Re-read my post, especially the "modest pressure part.

Roy


----------



## Beemer (Jun 2, 2011)

Roy Von Rogers said:


> Re-read my post, especially the "modest pressure part.
> 
> Roy


Lol Roy. The great bottom balancer and low voltage charger Jack Rickard. Blew apart two sets of A123 batteries while they were entombed in a reinforced epoxy. You should of seen them! Believe me, nothing can stop them from expanding when one goes bad.

The (A123) company hit the floor and didn't bounce after finding a whole slew of their batches were bad when they found out one of their spot welding machines was causing internal damage.
What made it worse was their much acclaimed ISO rating was only used as a sales ploy instead of using it to mitigate a useful product recall.

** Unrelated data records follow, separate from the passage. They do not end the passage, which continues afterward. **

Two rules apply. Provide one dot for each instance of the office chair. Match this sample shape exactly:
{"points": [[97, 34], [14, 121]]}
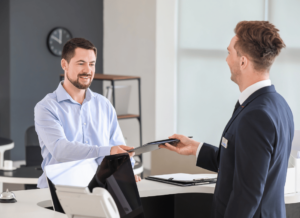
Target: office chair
{"points": [[5, 144]]}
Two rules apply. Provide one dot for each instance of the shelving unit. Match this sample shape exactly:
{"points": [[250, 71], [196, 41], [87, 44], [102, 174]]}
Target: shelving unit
{"points": [[113, 79]]}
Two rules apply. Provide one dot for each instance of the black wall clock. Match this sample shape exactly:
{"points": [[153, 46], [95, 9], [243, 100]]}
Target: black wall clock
{"points": [[56, 40]]}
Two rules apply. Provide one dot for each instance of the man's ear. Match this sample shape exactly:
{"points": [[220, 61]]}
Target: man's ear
{"points": [[244, 62], [64, 64]]}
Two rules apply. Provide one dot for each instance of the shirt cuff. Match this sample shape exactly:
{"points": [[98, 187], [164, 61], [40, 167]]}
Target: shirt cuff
{"points": [[104, 151], [198, 150]]}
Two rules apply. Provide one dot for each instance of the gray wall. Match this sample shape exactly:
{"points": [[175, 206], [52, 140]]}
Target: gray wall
{"points": [[4, 71], [34, 71]]}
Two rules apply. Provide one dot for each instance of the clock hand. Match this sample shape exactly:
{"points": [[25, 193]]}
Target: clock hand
{"points": [[56, 39], [60, 36]]}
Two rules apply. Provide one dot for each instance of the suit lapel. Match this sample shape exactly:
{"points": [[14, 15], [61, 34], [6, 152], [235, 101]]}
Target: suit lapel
{"points": [[259, 92], [248, 101]]}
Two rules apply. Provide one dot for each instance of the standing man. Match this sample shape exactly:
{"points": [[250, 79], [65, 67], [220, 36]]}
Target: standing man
{"points": [[255, 146], [74, 123]]}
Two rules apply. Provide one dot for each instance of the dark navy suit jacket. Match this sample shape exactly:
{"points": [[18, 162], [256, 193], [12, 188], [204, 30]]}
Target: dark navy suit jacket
{"points": [[252, 169]]}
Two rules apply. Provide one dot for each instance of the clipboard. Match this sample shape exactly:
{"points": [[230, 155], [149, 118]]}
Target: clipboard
{"points": [[182, 179], [151, 146]]}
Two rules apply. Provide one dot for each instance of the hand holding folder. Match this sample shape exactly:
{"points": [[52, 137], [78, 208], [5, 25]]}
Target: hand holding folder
{"points": [[185, 146]]}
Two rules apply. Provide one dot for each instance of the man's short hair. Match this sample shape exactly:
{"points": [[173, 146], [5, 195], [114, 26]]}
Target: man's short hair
{"points": [[70, 46], [259, 41]]}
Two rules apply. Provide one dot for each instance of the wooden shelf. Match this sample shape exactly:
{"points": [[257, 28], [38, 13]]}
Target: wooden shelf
{"points": [[99, 76], [127, 116]]}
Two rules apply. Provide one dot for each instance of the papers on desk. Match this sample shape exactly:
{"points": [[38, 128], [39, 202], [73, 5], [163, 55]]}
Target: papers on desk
{"points": [[183, 179]]}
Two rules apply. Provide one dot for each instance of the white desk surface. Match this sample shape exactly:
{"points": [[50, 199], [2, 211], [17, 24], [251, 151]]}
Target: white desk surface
{"points": [[31, 202]]}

You go bind them girlfriend.  Like trying to strangle poo.


----------



## Roy Von Rogers (Mar 21, 2009)

Beemer said:


> Lol Roy. The great bottom balancer and low voltage charger Jack Rickard. Blew apart two sets of A123 batteries while they were entombed in a reinforced epoxy. You should of seen them! Believe me, nothing can stop them from expanding when one goes bad.
> 
> The (A123) company hit the floor and didn't bounce after finding a whole slew of their batches were bad when they found out one of their spot welding machines was causing internal damage.
> What made it worse was their much acclaimed ISO rating was only used as a sales ploy instead of using it to mitigate a useful product recall.
> ...


Considering this post and the tone of it, I have nothing to discuss with you.

Your going on my ignore list.

Btw I'm also a Ham.

Roy


----------



## Beemer (Jun 2, 2011)

Roy Von Rogers said:


> Considering this post and the tone of it, I have nothing to discuss with you.
> 
> Your going on my ignore list.
> 
> ...


That won't change reality.


----------